Les innovations dans les procédés de production et le lancement de produits nouveaux font partie de l’ADN de notre système économique. Le but de celui-ci étant la croissance de la production de marchandises, sans innovations dans les procédés de fabrication, il ne pourrait pas y avoir un tel accroissement de l’offre. Sans le lancement de produits nouveaux, il ne pourrait pas y avoir une augmentation correspondante de la demande. Conséquence : ces innovations dans les procédés de production et ces innovations des produits provoquent l’épuisement du stock de ressources non renouvelables, ils augmentent la consommation de ressources renouvelables au-delà de leur capacité annuelle de régénération, ils sont la cause principale de l’effet de serre, ils ont vidé les océans d’innombrables espèces halieutiques et les ont remplis d’amas de déchets plastiques de la dimension d’un continent ; ils ont saturé la biosphère de substances toxiques, détruit en quelques années la beauté de paysages lentement aménagés au cours des siècles ; ils sont la cause de la raréfaction de la biodiversité et de la désertification des terres agricoles. Enfin, ils ont engendré et répandu la faim dans le monde et provoqué les guerres industrielles atroces qui ont ensanglanté le XXe siècle. Aujourd’hui, les innovations visant la croissance de la production et de la consommation de marchandises menacent la survie même de l’humanité.

 

Parce qu’il a besoin d’innover sans cesse, ce système économique productiviste a également besoin de promouvoir culturellement l’idée d’innovation en tant que telle.

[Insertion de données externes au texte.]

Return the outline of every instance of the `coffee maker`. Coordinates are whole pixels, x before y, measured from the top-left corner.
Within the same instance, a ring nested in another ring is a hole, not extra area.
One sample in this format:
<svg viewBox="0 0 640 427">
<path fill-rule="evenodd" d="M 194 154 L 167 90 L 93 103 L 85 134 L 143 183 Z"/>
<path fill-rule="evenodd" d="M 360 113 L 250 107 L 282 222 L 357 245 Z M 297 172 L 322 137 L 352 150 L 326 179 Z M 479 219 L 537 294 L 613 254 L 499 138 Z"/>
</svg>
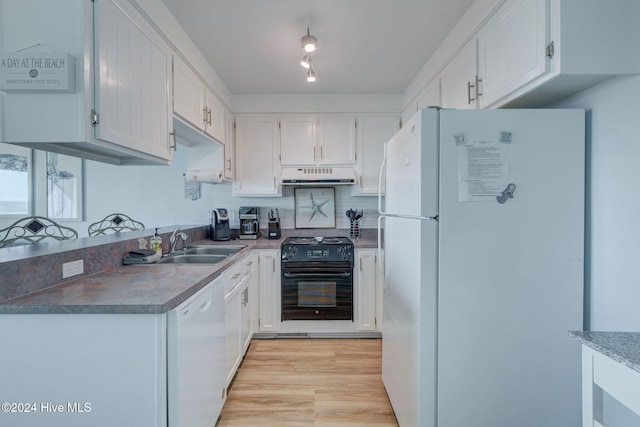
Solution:
<svg viewBox="0 0 640 427">
<path fill-rule="evenodd" d="M 211 238 L 213 240 L 231 240 L 229 212 L 224 208 L 215 208 L 211 217 Z"/>
<path fill-rule="evenodd" d="M 257 207 L 241 207 L 240 208 L 240 239 L 257 239 L 260 234 L 260 223 L 258 215 L 260 213 Z"/>
</svg>

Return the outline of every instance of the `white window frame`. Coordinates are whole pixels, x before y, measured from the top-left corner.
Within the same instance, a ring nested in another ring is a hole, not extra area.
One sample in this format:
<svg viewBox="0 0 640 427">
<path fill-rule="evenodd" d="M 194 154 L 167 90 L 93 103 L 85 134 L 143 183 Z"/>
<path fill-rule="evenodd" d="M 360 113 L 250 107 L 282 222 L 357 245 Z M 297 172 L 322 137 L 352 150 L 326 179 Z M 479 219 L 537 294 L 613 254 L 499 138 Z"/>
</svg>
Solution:
<svg viewBox="0 0 640 427">
<path fill-rule="evenodd" d="M 9 144 L 6 144 L 9 145 Z M 4 148 L 4 147 L 3 147 Z M 23 148 L 23 147 L 18 147 Z M 22 218 L 25 216 L 37 215 L 49 218 L 48 206 L 49 206 L 49 191 L 48 191 L 48 176 L 47 176 L 47 155 L 46 151 L 33 150 L 25 148 L 29 152 L 29 212 L 25 215 L 22 214 L 6 214 L 0 212 L 0 219 Z M 16 150 L 22 151 L 22 150 Z M 62 156 L 59 154 L 58 156 Z M 73 159 L 70 156 L 65 158 Z M 51 216 L 50 218 L 56 222 L 81 222 L 85 220 L 85 161 L 83 159 L 77 159 L 79 164 L 73 169 L 74 175 L 79 175 L 76 186 L 78 200 L 76 201 L 75 217 L 57 217 Z M 1 228 L 1 227 L 0 227 Z"/>
</svg>

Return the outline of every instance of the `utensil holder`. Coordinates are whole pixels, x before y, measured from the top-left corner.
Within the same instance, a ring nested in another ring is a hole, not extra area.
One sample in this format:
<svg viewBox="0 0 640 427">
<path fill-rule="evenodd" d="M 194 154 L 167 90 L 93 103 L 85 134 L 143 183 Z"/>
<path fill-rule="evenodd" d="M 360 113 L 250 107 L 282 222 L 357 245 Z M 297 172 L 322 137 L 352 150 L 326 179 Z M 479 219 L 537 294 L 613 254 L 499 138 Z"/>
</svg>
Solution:
<svg viewBox="0 0 640 427">
<path fill-rule="evenodd" d="M 360 221 L 356 219 L 352 219 L 351 228 L 349 231 L 350 231 L 349 235 L 351 236 L 352 239 L 357 239 L 358 237 L 360 237 Z"/>
</svg>

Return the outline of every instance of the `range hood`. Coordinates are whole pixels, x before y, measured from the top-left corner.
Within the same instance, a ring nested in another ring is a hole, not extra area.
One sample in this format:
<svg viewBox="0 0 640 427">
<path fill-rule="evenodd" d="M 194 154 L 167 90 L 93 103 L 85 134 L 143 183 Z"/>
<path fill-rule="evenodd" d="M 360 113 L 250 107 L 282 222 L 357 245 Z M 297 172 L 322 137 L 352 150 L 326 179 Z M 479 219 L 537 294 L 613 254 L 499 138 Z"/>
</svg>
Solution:
<svg viewBox="0 0 640 427">
<path fill-rule="evenodd" d="M 345 185 L 353 184 L 356 174 L 352 167 L 284 167 L 282 185 Z"/>
</svg>

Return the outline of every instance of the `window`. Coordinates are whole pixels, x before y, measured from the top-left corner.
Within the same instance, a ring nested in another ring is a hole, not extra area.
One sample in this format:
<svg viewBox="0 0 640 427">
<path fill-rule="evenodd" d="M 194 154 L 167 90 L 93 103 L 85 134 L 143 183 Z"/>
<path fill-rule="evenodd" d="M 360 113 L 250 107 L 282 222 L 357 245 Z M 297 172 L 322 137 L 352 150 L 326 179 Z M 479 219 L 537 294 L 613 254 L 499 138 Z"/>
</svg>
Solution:
<svg viewBox="0 0 640 427">
<path fill-rule="evenodd" d="M 83 220 L 84 161 L 0 143 L 0 217 Z"/>
<path fill-rule="evenodd" d="M 31 150 L 0 144 L 0 216 L 31 213 Z"/>
<path fill-rule="evenodd" d="M 47 217 L 82 219 L 82 160 L 47 153 Z"/>
</svg>

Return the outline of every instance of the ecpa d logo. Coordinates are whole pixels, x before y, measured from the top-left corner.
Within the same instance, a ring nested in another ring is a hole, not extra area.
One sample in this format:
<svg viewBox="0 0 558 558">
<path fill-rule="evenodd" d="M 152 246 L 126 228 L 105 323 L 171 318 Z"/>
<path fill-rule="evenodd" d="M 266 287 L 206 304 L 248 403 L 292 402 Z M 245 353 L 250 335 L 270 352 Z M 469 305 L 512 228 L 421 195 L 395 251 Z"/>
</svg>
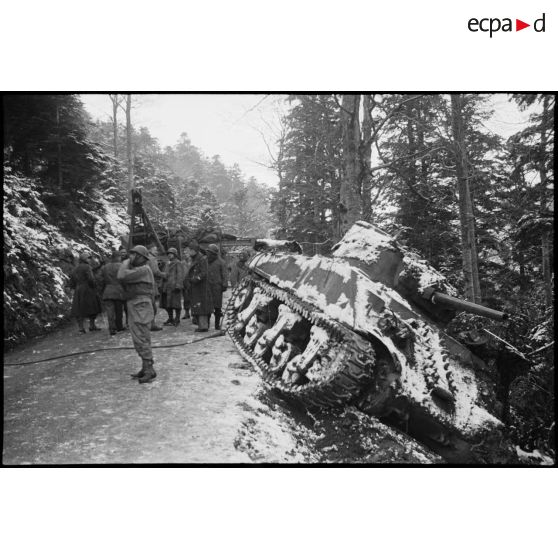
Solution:
<svg viewBox="0 0 558 558">
<path fill-rule="evenodd" d="M 545 15 L 543 14 L 540 18 L 536 19 L 533 22 L 533 30 L 537 33 L 544 33 L 545 32 Z M 472 17 L 467 27 L 469 31 L 473 33 L 477 33 L 478 31 L 482 31 L 484 33 L 489 33 L 490 38 L 494 33 L 498 31 L 510 32 L 510 31 L 521 31 L 522 29 L 526 29 L 527 27 L 531 27 L 530 23 L 525 23 L 520 19 L 515 20 L 515 29 L 513 28 L 512 18 L 505 17 L 500 19 L 499 17 L 485 17 L 482 19 L 478 19 L 476 17 Z"/>
</svg>

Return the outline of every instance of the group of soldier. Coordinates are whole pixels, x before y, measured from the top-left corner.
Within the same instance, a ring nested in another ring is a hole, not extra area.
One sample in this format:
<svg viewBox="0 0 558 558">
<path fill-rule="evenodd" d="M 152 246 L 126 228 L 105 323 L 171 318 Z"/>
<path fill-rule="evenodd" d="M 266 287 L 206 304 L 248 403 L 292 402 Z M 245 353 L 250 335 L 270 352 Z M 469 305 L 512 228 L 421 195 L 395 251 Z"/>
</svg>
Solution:
<svg viewBox="0 0 558 558">
<path fill-rule="evenodd" d="M 141 370 L 131 376 L 142 384 L 157 376 L 153 369 L 151 332 L 163 329 L 155 322 L 158 308 L 164 308 L 168 314 L 163 325 L 178 326 L 184 309 L 182 319 L 190 318 L 191 314 L 196 332 L 209 330 L 212 315 L 214 327 L 219 330 L 223 293 L 229 283 L 227 265 L 215 244 L 210 244 L 204 254 L 198 242 L 192 240 L 182 260 L 175 248 L 169 248 L 163 268 L 159 267 L 157 257 L 155 244 L 149 248 L 138 245 L 129 252 L 114 251 L 109 262 L 95 269 L 93 256 L 84 252 L 70 274 L 69 282 L 75 289 L 72 315 L 77 318 L 81 334 L 85 333 L 86 318 L 89 319 L 89 331 L 100 330 L 95 319 L 102 312 L 101 300 L 111 335 L 126 329 L 126 316 L 134 348 L 142 359 Z M 247 259 L 248 253 L 243 252 L 232 269 L 230 281 L 233 287 L 247 274 Z"/>
</svg>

La pierre angulaire de la culture visant à modeler l’imaginaire collectif consiste à fusionner les notions de nouveauté et d’amélioration. Dans ce paradigme culturel, toute innovation constitue une amélioration, et sans innovation rien ne s’améliore ; l’histoire n’est qu’un progrès constant vers le mieux, les étapes de ce progrès étant rythmées par une succession d’innovations dont la vitesse augmente exponentiellement, remplaçant toujours plus vite les innovations d’hier par celles encore plus performantes d’aujourd’hui.

 

La promotion culturelle de l’innovation comme fin en soi conduit à imaginer l’avenir comme une réserve inépuisable de potentialités d’améliorations sur lesquelles toute l’attention devrait être focalisée et à percevoir le passé comme une décharge de choses définitivement inutilisables à oublier au plus vite. Elle nous incite à regarder toujours vers l’avant – comme le marin sur la vigie du mât du galion fixant l’horizon pour voir les nouveautés qui s’y dessinent – et à ne jamais regarder en arrière, car c’est la garantie de ne rien y trouver d’utile. C’est aussi le risque de perdre sa place dans la course à la nouveauté et de connaître le sort d’Orphée qui, pour s’être retournée pour voir si Eurydice le suivait bien sur le difficile chemin du retour de l’Enfer, l’a perdu définitivement.

 

L’idéologie progressiste a assigné à l’art la tâche d’explorer les frontières les plus avancées de la modernité, c’est-à-dire à courir sans répit après le nouveau qui, à l’image de l’arc-en-ciel, s’éloigne au fur et à mesure que l’on avance – parce qu’il y a toujours quelque chose de « plus nouveau » en embuscade derrière le nouveau – un plus nouveau dont l’apparition transforme constamment le nouveau en vieux, en attendant à son tour d’être transformé en chose dépassée par un plus neuf qui piaffe d’impatience. Dans les systèmes économiques visant la croissance de la production des marchandises, l’art, sous toutes ses formes (peinture, sculpture, musique, poésie, architecture), a été dépossédé de sa dimension universelle et éternelle pour se retrouver finalement restreint à la dimension de l’éphémère. On a imposé à l’art d’être innovant pour être toujours contemporain, mais en même temps on lui demande de ne pas trop mettre en évidence le lien entre la nouveauté et les fonctions économiques et productives auxquelles il doit répondre dans un système économique ayant pour objectif la croissance. De même doit-il masquer dans l’imaginaire collectif la perception du rôle potentiellement destructeur de l’obsession de la nouveauté et la transférer dans la dimension spirituelle, dégagée des misères de la vie quotidienne, dans laquelle l’humanité tout au long de l’histoire s’est habituée à placer les manifestations artistiques.

 

Pour délivrer l’humanité de ce charme qui la perd, il est nécessaire de libérer la culture de l’obligation de la valorisation de l’innovation qui lui a été imposée par un système économique productiviste qui vise à la croissance de la production des marchandises.

 

Conjointement, et en harmonie avec qui cherche à libérer les activités économiques de l’obligation d’innover pour la croissance, nous proposons de libérer toutes les formes d’expressions artistiques de l’obligation de valoriser culturellement l’innovation, qui a été un moteur essentiel du formatage de l’imaginaire collectif considérant comme un progrès la réduction du travail à un « faire pour faire toujours plus ».

 

Pour ramener l’activité créative à son essence première de bien faire en visant à la contemplation de ce qu’on a fait, il est nécessaire de redéfinir un système de valeurs dans lequel la beauté doit être plus importante que le profit, car comment peut-on admirer une œuvre si elle n’a pas ajouté à la beauté originelle du monde ?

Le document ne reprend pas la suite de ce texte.